Posted By Martyn Warwick , 19 October 2009 | 0 Comments | (0)
Tags: legislation standards Fraud identity theft storage call centres

Do you worry about the security of your data when required to give financial and other personal details over the phone to a call centre agent? Well, a new survey of the UK's call centre managers confirms that you are absolutely right to be concerned, as Martyn Warwick reports.

A nationwide poll of call centre managers by audio recording company Veritape shows that 97 per cent of call centres routinely and consistently either ignore or deliberately flout data security rules and best practice by keeping confidential personal records (including PIN and security codes and other sensitive customer data) on insecure servers within the call centre itself rather than deleting the records or locating the data elsewhere in guaranteed secure surroundings and circumstances.

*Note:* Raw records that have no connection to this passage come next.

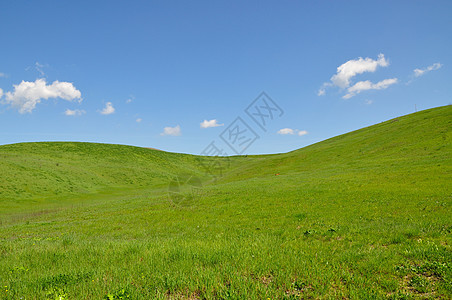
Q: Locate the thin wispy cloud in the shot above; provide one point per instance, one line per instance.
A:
(420, 72)
(348, 70)
(108, 109)
(290, 131)
(75, 112)
(174, 131)
(27, 95)
(209, 124)
(367, 85)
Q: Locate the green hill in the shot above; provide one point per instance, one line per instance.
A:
(361, 215)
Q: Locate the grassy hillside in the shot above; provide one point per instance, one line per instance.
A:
(362, 215)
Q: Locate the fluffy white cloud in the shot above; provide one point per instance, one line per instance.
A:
(27, 94)
(211, 123)
(367, 85)
(75, 112)
(348, 70)
(420, 72)
(108, 109)
(292, 131)
(351, 68)
(174, 131)
(286, 131)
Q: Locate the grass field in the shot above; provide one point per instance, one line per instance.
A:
(365, 215)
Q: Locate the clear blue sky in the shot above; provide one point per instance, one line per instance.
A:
(125, 70)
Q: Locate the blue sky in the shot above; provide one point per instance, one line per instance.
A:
(123, 71)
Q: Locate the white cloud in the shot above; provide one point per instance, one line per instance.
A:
(367, 85)
(348, 70)
(286, 131)
(108, 109)
(351, 68)
(27, 94)
(420, 72)
(292, 131)
(39, 67)
(75, 112)
(211, 123)
(174, 131)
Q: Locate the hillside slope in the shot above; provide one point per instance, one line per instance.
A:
(362, 215)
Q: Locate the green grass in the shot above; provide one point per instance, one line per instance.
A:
(362, 215)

Such practices are in direct contravention of global standards promulgated by the industry body the Payment Card Industry Data Security Council and demonstrate that voluntary regimes like this are little more than a PR-inspired sop designed to allay public concerns but, in practice, are unenforceable and completely without teeth or meaningful sanction.

For its survey, Veritape surveyed 133 British call centre managers and found that just three per cent of them comply with industry guidelines - truly an indictment of the basic worthlessness of self-regulation on this hugely important area.

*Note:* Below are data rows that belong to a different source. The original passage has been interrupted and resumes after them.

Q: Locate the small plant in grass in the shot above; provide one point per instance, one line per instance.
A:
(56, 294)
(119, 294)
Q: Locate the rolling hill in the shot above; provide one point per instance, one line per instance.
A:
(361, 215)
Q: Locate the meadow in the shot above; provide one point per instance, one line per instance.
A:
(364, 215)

What sanction can the PCI possibly take against those that so blatantly and regularly ignore its rulings? Drum them out of the club? Send them a sharply-worded rebuke? Report them to the Data Protection authorities? No, of course not. If it did that it would be like a turkey voting for Christmas - and someone's sinecure of a job would disappear.

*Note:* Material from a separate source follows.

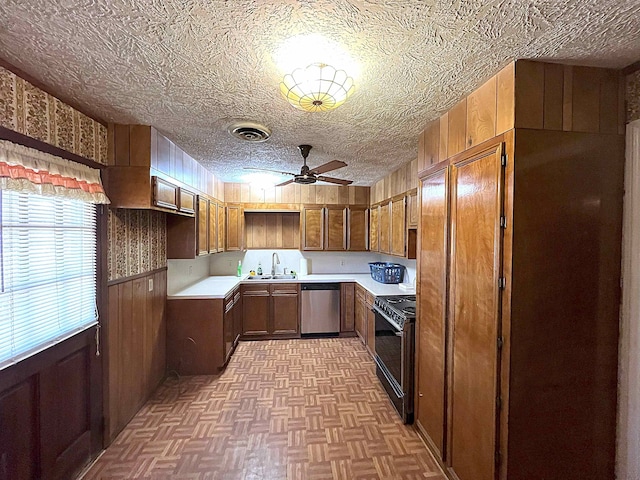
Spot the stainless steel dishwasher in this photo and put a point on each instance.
(320, 308)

As the research show, the truth of the matter is that rather than deleting details of transactional conversations with customers - as they are required to do - 19 out of 20 call centres just store them; insecurely and indefinitely.

The managing Director of Veritape, Cameron Ross, says: “The storage of this actionable data creates a huge reservoir of sensitive information that is putting the financial resources of millions of people at risk. This practice ought to send a shiver up the spine of card holders and is wholly unnecessary.”

PCI regulations state that the three digit security code on the back of credit and debit cards cannot be retained and stored. Further, it requires that "sensitive authentication data" must not be stored after authorisation - even in encrypted format. However, the great majority of call centres simply ignore the rule and keep details anyway.

As Cameron Ross adds, “What we have is a global industry standard that is routinely ignored by call centres throughout the UK. The storage of this actionable information is putting the financial resources of millions of people at risk. Despite clean desk policies and the use of encryption, successful hacking incidents are rising steadily.”

And so they are. It's already easy enough for hackers to gain access to credit and debit card numbers, as the lamentable state of UK computer security and the appalling numbers of incidents where the personal data of tens and hundreds of thousands of individuals is lost and compromised show only too well.